Citing reasons for the bail order, Justice Krishna S.Dixit on June 24 noted that the complainant's claim of having slept "after the perpetration of the act" because she was tired was "unbecoming of an Indian woman".
This judgment was pronounced while allowing accused Rakesh B's application of anticipatory bail, on him paying a bond of Rs 1 lakh along with two sureties of the same amount.
The bail order of the judge cited many reasons justifying the grant of bail to the accused. One such raised a finger at the victim's moral code of conduct, stating that no woman who had been 'ravished' would behave in a way as to sleep after the act of violence was over.
The complainant's failure to explain why she went to her office at 11 pm on the day of the alleged crime and did not object to having "drinks" with the accused was also cited as one of the reasons in the bail order.
The state counsel strongly opposed the bail petition and sought its dismissal, contending that the offences invoked against the convict were of a serious nature and any lapse in letting the convict free could prove to be unsafe for the society at large.
The judge, however, held that the "serious nature" of the crime alone cannot be a criterion to deny liberty to a citizen, specifically when no "prima facie" case has been made out by the police.
The High Court not only disregarded the charges levelled against the accused but also made some damning judgments on the victim's character.
"The version of the complainant that she was subjected to rape on the false promise of marriage in the given circumstances of the case is a bit difficult to believe at this stage," said the judge. He further added, "Nothing is mentioned by the complainant as to why she went to the office at 11:00 pm; she has also not objected to consuming drinks with the petitioner and allowing him to stay with her till morning."

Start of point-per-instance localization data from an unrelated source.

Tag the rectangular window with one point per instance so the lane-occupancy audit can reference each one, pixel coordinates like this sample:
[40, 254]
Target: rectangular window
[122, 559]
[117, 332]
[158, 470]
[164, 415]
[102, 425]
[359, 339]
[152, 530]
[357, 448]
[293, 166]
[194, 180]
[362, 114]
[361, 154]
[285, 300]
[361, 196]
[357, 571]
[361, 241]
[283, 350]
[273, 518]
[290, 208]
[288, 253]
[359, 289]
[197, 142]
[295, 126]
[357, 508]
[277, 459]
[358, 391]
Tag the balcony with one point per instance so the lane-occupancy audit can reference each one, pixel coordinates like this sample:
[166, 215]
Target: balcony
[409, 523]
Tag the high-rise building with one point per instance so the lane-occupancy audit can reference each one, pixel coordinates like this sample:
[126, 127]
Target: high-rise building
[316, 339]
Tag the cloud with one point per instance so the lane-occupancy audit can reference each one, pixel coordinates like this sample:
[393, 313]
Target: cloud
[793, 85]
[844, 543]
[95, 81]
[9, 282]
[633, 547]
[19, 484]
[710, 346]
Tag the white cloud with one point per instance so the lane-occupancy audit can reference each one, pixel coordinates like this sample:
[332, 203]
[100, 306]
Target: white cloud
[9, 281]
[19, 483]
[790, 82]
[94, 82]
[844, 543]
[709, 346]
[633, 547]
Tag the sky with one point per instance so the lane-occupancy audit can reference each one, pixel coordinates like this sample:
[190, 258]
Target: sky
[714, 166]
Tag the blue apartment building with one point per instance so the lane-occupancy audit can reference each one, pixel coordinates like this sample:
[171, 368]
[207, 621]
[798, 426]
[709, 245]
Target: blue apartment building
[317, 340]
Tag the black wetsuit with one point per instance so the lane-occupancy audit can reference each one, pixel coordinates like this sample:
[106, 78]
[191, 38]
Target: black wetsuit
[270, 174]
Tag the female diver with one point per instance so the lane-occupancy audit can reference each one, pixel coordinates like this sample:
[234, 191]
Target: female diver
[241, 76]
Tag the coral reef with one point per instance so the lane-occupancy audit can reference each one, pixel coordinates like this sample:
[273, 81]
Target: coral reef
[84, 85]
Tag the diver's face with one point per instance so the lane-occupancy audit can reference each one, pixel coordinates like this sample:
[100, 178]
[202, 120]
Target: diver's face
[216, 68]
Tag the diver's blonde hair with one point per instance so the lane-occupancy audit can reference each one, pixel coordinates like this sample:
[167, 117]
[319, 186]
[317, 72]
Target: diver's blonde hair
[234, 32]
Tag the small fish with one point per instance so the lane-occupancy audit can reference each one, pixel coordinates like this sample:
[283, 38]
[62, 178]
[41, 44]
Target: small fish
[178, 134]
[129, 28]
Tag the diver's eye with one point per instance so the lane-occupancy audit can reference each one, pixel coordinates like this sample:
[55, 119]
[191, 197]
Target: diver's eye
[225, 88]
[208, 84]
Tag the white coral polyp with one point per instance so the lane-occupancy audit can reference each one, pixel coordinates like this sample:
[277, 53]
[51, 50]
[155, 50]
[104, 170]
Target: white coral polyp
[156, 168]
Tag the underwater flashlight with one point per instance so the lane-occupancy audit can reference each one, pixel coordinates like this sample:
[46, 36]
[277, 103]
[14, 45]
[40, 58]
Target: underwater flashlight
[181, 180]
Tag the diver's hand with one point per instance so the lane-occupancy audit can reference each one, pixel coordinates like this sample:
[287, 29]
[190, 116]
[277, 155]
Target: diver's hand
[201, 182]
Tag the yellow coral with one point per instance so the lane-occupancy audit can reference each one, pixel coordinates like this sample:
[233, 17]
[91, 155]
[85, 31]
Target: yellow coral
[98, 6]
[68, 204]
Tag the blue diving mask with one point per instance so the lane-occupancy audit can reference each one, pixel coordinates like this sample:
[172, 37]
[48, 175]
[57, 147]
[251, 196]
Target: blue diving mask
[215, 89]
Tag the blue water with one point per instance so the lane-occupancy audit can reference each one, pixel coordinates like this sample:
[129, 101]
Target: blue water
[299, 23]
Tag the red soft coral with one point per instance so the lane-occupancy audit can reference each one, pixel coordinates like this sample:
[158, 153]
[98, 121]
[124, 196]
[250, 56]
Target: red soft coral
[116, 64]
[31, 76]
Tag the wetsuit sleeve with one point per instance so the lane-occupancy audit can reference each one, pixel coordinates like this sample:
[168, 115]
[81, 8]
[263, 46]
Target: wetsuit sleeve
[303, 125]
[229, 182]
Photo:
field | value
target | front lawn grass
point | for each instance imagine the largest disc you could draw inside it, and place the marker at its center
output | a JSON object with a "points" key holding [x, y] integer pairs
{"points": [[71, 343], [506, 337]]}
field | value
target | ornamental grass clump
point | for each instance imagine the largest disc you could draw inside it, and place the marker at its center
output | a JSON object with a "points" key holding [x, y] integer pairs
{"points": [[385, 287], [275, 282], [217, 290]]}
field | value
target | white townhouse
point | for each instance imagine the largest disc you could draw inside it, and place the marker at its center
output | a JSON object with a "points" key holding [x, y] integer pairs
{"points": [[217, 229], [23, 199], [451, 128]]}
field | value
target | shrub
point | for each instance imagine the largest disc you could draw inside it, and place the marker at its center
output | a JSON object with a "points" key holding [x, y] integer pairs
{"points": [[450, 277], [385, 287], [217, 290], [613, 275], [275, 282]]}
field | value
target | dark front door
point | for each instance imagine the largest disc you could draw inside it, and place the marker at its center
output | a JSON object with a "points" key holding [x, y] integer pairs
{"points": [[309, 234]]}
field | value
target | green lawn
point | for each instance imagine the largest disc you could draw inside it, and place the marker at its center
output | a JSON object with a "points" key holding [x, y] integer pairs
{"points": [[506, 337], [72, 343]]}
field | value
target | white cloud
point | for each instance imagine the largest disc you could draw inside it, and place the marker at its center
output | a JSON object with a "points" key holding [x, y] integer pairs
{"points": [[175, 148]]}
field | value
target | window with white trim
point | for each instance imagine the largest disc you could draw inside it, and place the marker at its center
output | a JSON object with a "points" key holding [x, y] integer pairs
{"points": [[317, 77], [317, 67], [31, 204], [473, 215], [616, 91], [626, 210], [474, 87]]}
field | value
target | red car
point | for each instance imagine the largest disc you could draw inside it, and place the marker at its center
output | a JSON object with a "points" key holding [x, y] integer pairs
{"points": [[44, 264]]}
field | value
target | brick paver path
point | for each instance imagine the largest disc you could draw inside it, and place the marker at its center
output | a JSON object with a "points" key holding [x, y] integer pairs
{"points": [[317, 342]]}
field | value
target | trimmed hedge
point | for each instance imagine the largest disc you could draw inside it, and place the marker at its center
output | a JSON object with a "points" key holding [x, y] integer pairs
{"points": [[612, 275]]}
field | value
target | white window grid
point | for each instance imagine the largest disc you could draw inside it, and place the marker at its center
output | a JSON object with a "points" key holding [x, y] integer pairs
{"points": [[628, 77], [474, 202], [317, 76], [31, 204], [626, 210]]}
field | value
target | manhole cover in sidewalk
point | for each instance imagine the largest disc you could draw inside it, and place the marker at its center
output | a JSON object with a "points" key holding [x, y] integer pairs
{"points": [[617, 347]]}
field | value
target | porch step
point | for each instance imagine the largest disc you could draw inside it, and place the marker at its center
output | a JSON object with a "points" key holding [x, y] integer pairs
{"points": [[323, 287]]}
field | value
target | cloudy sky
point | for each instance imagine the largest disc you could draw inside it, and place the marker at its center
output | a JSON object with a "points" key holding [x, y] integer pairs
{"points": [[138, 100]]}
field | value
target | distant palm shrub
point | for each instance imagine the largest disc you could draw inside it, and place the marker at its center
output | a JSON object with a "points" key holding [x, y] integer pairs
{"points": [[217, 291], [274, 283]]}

To top it all, pinning the blame onto the victim, the judge questioned her for not approaching the court earlier when the accused had allegedly "forced her for sexual favours". This apart, the court also took the existing COVID-19 crisis to note that prisoners are at risk of infection.
Meanwhile, the court has laid down six conditions for the accused to follow while he is on bail. He has been barred from leaving without permission the jurisdictional limits of the trial court where his case will be heard and will have to report to the police station every second and fourth Saturday of the month. Failure to adhere to the above rules will result in the cancellation of his bail.